Temperature Dependent Crystal Structure of Nd2CuTiO6: An In Situ Low Temperature Powder Neutron Diffraction Study

Herein we reported the crystal structure and crystal chemistry of orthorhombic perovskite type Nd2CuTiO6 in between 2 K and 290 K as observed from the in situ temperature-dependent powder neutron diffraction (PND) studies. It is observed that the cations in octahedral sites are statistically occupied, and the ambient temperature orthorhombic structure is retained throughout the temperature range of the study. Absence of any long-range magnetic ordering down to 2 K is confirmed by both low-temperature PND and magnetization studies.
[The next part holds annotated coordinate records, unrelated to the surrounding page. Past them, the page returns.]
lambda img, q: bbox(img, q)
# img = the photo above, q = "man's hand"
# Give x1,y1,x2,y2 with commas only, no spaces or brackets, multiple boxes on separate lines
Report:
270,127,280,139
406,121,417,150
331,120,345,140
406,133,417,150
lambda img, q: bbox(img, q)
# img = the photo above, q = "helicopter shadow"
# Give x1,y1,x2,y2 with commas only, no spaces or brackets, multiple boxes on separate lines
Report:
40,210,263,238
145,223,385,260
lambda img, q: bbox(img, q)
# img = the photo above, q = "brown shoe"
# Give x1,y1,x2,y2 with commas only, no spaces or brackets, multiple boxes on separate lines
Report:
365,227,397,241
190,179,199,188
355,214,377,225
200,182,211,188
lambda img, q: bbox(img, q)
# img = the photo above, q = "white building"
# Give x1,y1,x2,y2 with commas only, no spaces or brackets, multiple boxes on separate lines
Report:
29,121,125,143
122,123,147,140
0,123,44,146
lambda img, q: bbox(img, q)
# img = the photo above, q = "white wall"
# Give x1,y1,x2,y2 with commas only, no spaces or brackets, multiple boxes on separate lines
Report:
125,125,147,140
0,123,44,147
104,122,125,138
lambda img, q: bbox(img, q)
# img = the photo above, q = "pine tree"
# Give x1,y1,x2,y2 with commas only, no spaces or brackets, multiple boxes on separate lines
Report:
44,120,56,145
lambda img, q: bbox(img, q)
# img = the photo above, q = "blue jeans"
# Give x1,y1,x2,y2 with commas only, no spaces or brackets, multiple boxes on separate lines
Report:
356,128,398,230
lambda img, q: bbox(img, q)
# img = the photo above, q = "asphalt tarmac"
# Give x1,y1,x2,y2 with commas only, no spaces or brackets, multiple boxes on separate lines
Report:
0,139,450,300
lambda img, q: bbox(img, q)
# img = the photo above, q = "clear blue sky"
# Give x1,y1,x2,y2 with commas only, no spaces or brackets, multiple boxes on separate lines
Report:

The lattice shows strong anisotropic thermal expansion with increasing temperature, viz. almost no or feeble negative expansion along the a-axis while appreciably larger expansion along the other two axes (alpha(b) = 10.6 x 10(-6) K-1 and alpha(c) = 9.8 x 10(-6) K-1). A systematic change in the rotation of octahedral units with temperature was observed in the studied temperature range, while the expansion of unit cells is predominantly associated with the polyhedral units around the Nd(3)Ions. The temperature-dependent relative change in unit cell parameters as well as coefficients of axial thermal expansion show anomalous behavior at lower temperatures, and that seems to be related to the electronic contributions to lattice expansion.

Automated summary

In this study, the crystal structure and crystal chemistry of orthorhombic perovskite type Nd2CuTiO6 were analyzed using in situ temperature-dependent powder neutron diffraction (PND) studies. It was found that the cations in octahedral sites are statistically occupied and the orthorhombic structure remains stable across the entire temperature range. No long-range magnetic ordering was observed at temperatures as low as 2 K. The lattice exhibited strong anisotropic thermal expansion, with almost no or very little negative expansion along the a-axis but significant expansion along the other two axes. The rotation of octahedral units varied systematically with temperature, while the expansion of unit cells was mainly associated with the polyhedral units around the Nd(3) ions. The temperature-dependent changes in unit cell parameters and axial thermal expansion coefficients showed anomalous behavior at lower temperatures, which may be attributed to the electronic contributions to lattice expansion.